Especially in a functional language, if you architect your code well, e.g. avoiding large (lengthy) functions. You write a function, test it in the REPL, and forget about it. Until, of course, someone hands it data you weren't expecting. But here Clojure helps you a bit with it's effort to provide consistent interfaces to its collection types, e.g. lists, vectors and maps. And the most expressive and fast to write code in, the more time you can devote to testing.

I'll bet in practice this sort of TDD works very well, as long as your coders are diligent. For the projects I've done this way, including a couple in C using a very good but now defunct interpretive environment for it (CenterLine's CodeCenter/ObjectCenter), it's been superb.
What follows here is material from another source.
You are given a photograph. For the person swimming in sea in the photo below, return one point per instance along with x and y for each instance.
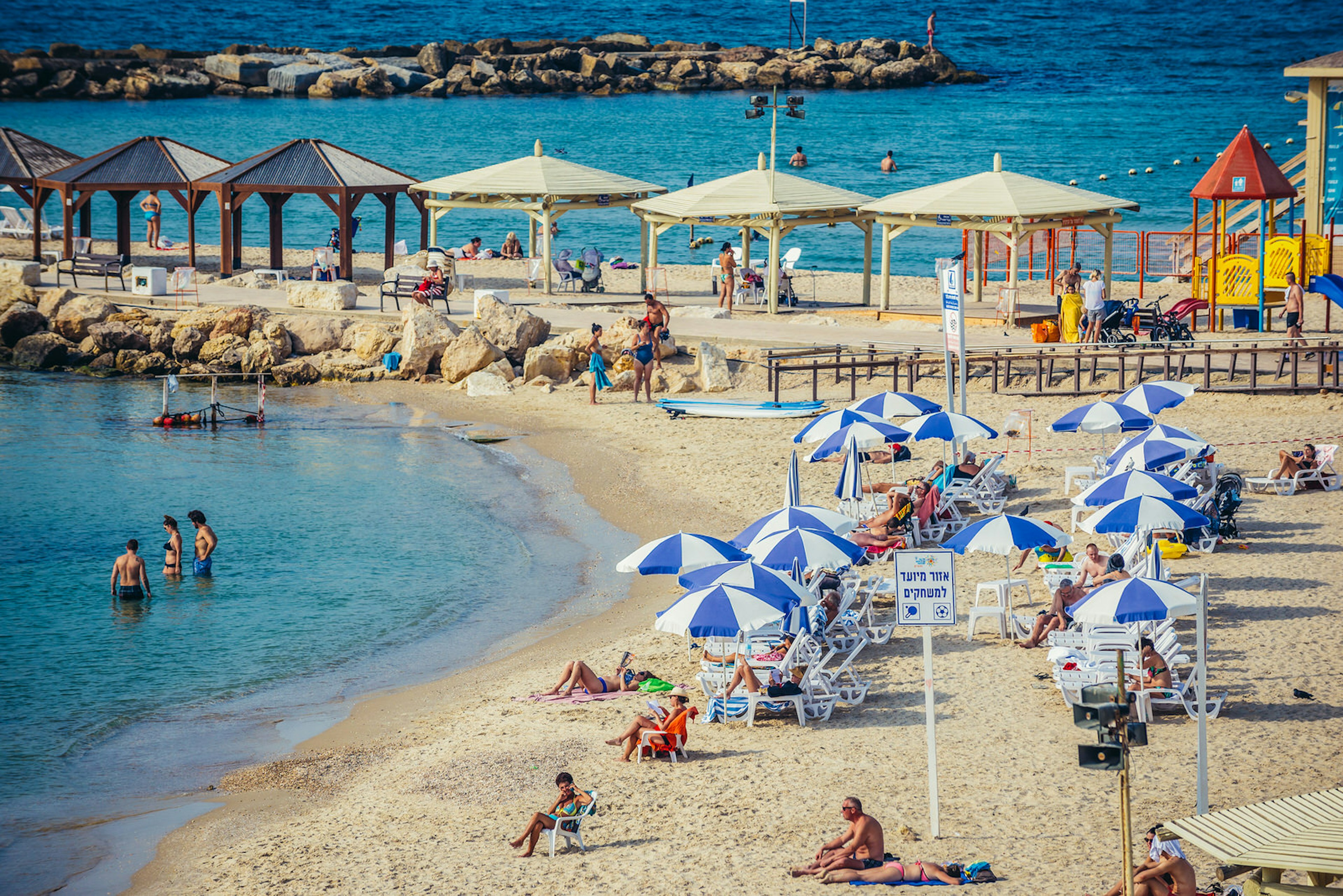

In an extreme case, I spent around a week programming in C the engine of a high speed document imaging scanning system, at which point I got the driver that let me speak directly to the scanner. The first time I tried it end-to-end it worked ... until I ran out of file descriptors (had forgotten to close() each file after writing out its contents).

There was of course a whole lot of experience that made that feat possible, but I found it very impressive how the environment allowed me to write code with so few flaws (that was, in fact, the only major one I can remember once I declared a function finished and ready to try out for real).